Mexico’s headline inflation (INPC) shot up to 6.08 percent in April, a level not seen since the end of 2017, mainly driven by the reopening of the economy after the closure of activities for the pandemic and pressures derived from effects on global supply chains.
Since then, consumer prices have yielded very little, causing severe headaches for the central bank, which it has had to raise its benchmark interest rate on two occasions, to try to mitigate its effects on the rest of the economy.
Betting on inflation
And the outlook is not very encouraging. Investors and economists estimate that inflation could continue at high levels in the coming months, due to a greater demand for goods and services as more productive activities normalize after more than a year of health contingency, although the central bank has said that the shocks are temporary.
Even so, the institution recently raised its forecasts for local inflation and delayed its expectation for convergence to the official goal of 3 percent to the first quarter of 2023, from the third quarter of 2022, anticipated previously.
Thus, Udibonos, whose prices are directly linked to the behavior of inflation, have increased their attractiveness in a market that seeks to hedge against the pressures on the INPC with the increasing returns they offer.
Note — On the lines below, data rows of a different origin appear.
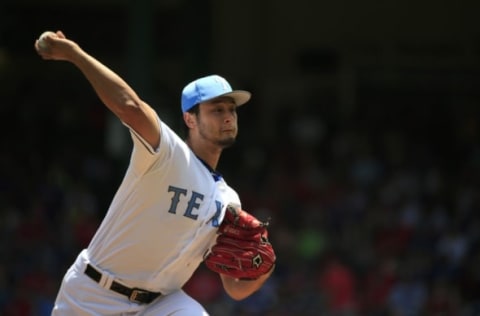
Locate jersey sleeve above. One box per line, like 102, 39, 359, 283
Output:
125, 116, 182, 176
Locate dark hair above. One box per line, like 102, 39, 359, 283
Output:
180, 103, 200, 139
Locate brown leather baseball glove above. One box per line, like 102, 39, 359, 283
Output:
205, 206, 276, 280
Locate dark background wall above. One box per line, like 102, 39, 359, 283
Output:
0, 0, 480, 315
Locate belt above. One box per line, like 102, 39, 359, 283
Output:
85, 264, 162, 304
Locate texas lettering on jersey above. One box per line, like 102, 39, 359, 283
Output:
168, 185, 223, 227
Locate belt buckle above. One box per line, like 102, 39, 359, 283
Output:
128, 288, 148, 303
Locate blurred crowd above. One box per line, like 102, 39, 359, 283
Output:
0, 69, 480, 316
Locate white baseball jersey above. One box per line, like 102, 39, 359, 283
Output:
87, 115, 240, 294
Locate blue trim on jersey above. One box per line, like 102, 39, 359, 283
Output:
195, 155, 222, 182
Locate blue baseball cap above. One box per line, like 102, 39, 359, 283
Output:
178, 75, 251, 113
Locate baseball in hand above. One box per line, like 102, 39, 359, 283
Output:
38, 31, 57, 49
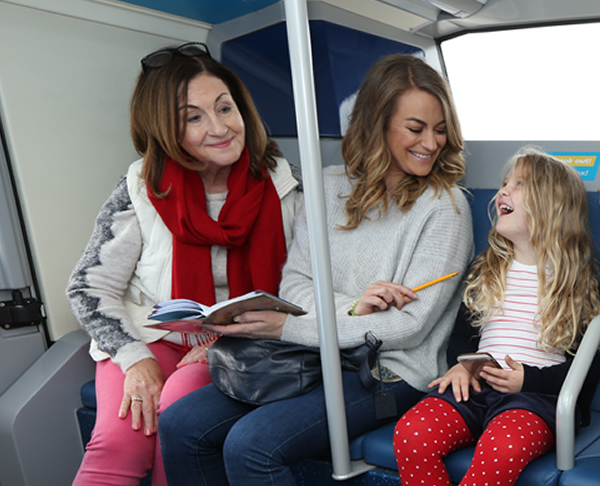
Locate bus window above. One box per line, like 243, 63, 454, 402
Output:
441, 23, 600, 141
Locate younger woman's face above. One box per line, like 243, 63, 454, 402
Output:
385, 89, 448, 192
179, 74, 246, 176
496, 167, 531, 263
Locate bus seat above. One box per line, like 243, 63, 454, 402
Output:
78, 189, 600, 486
0, 330, 95, 486
350, 189, 600, 486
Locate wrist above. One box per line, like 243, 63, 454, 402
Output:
348, 299, 358, 316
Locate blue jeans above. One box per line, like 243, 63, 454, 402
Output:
159, 371, 424, 486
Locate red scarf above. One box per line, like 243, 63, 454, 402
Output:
149, 148, 286, 305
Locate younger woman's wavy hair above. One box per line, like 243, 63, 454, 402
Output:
463, 148, 600, 351
342, 54, 466, 230
129, 47, 281, 196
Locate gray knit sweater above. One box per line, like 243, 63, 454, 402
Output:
280, 166, 474, 391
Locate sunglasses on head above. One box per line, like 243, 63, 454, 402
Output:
141, 42, 210, 72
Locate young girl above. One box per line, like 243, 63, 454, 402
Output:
394, 150, 600, 486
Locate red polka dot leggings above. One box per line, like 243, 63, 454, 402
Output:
394, 397, 554, 486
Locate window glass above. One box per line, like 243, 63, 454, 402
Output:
441, 23, 600, 141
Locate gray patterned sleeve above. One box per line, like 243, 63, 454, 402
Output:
66, 178, 153, 371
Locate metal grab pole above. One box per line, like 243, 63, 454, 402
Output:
284, 0, 352, 479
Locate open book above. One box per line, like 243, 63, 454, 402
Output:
147, 290, 306, 334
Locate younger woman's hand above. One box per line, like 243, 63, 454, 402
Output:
354, 280, 417, 316
428, 363, 481, 403
480, 354, 525, 393
202, 311, 287, 339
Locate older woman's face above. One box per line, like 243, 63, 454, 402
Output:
179, 74, 246, 172
386, 89, 447, 191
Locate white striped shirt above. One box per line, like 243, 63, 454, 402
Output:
479, 260, 565, 369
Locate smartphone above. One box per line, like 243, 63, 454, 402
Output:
458, 353, 502, 378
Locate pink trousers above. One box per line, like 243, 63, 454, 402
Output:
73, 341, 210, 486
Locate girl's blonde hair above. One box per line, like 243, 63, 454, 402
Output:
463, 149, 600, 351
342, 54, 466, 230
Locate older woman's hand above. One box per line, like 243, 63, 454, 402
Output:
354, 280, 417, 316
119, 358, 165, 435
428, 363, 481, 403
203, 311, 287, 339
177, 344, 210, 369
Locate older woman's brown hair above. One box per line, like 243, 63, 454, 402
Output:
129, 48, 281, 196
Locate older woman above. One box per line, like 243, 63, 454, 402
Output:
67, 43, 298, 486
159, 55, 473, 486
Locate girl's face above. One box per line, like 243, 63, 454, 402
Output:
179, 74, 246, 178
496, 168, 536, 264
385, 89, 448, 192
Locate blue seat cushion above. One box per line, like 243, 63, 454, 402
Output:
79, 380, 96, 410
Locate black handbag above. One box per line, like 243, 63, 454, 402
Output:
207, 333, 381, 405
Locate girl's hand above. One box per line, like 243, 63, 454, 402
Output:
427, 363, 481, 403
480, 354, 525, 393
203, 311, 287, 339
119, 358, 165, 435
177, 344, 210, 369
354, 280, 417, 316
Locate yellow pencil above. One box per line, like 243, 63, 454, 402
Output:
413, 272, 458, 292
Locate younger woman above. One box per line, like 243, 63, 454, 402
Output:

“Basically right now a lot of investors are playing the inflation trade,” said a broker at a local money exchange.
The highest demand for Udibonos has come from all fronts so far this year.
Until August 9, local participants, including, insurance companies and pension funds, who usually include this type of paper in their portfolios to diversify risk, raised their Udibonos holdings by approximately 7.7 percent, to 292 thousand 082 million Udis.
Similarly, residents abroad, who have been leaving the local market driven away by greater aversion to risk, have been increasing their positions in Udibonos and until the beginning of August they accumulated about 8 thousand 767 million Udis, 42.1 percent more than at the end of December 2020.
Analysts and traders believe that stocks will continue to see a sustained increase in buyers in the coming months, as long as inflation does not finish giving ground.
“If price pressures persist, short-term Udibonos will likely continue to perform favorably“, said Joaquín Barrera, head of fixed income at SURA Investment Management México.
“However, it must be taken into account that the dynamics in monetary policy could counteract the positive movement of these instruments,” he added.